辺野古新基地建設事業で防衛局が直面している難問は、サンゴ類の移植問題である。環境保全図書では、「事業実施前に、---移植、移築する」と明記されているが、辺野古側の埋立にあたっては、絶滅危惧種のサンゴ類を移植することなく近くで工事を進め、大きな問題となった。このサンゴ類の移植問題は、昨年8月の沖縄県の埋立承認「撤回」の理由の一つともなっている。
サンゴ類の移植には、県漁業調整規則に基づき、知事の特別採捕許可を得なければならない。今回の事業では、防衛局が定めた基準でも。7万4千群体もの移植を行うこととされている。
昨年9月3日、沖縄県は防衛局が申請していた約38,760群体の移植のための特別採捕許可を不許可とした。さらに、本年1月16日、防衛局の再申請に対しても、やはり不許可としている。県の不許可の理由は、「県の埋立承認『撤回』は国の違法な行政不服審査請求で執行停止されたが、『撤回』処分そのものは生きており、移植の必要性がない」というものであった。
ところが本年4月5日、国土交通大臣は県の「撤回」処分を取消すとの裁決を行った。そして4月26日、約38,760群体のサンゴ類の特別採捕許可申請を県に出した。
この申請の標準処理期間は45日間であり、明日(7月8日)までとなる。この標準処理期間は必ずしも絶対的なものではないが、それほど遅らせるわけにはいかない。明日中か、遅くとも来週中(12日まで)には県の結論が出されると思われる。
国が「撤回」処分を取り消してしまった現在、沖縄県が今までの2回の事例のように、特別採捕許可申請を不許可にすることが出来るかが注目される。

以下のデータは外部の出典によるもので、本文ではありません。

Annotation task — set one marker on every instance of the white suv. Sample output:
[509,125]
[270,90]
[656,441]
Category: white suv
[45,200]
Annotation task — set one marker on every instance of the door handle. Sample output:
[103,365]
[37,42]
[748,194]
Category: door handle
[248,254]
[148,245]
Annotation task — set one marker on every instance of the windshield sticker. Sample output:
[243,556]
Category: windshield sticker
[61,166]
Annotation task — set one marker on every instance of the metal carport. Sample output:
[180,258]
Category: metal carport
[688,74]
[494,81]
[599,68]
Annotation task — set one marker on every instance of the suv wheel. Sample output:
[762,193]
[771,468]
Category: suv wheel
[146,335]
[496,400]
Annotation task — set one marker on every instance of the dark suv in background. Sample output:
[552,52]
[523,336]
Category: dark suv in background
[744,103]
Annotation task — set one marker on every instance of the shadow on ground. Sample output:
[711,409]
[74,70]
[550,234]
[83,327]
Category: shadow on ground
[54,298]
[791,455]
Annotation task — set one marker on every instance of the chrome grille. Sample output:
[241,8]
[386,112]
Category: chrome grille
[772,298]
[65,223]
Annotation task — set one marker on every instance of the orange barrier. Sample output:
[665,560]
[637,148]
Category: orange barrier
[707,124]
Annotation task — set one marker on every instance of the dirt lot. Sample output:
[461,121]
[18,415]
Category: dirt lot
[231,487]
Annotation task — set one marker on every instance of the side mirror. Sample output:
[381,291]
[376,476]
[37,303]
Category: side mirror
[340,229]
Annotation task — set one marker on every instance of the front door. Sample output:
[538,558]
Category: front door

まさか、玉城デニー知事が、辺野古の事業推進のためのサンゴ類の特別採捕許可を出すことはあり得ないだろう。しかし、この間、琉球セメント安和桟橋敷地内への土砂堆積問題や、本部港(塩川地区)の港湾使用許可問題など、個々の許認可について県の残念な対応が県民の批判を浴びている。
辺野古新基地をあくまで阻止するために、知事の毅然とした判断を期待したい。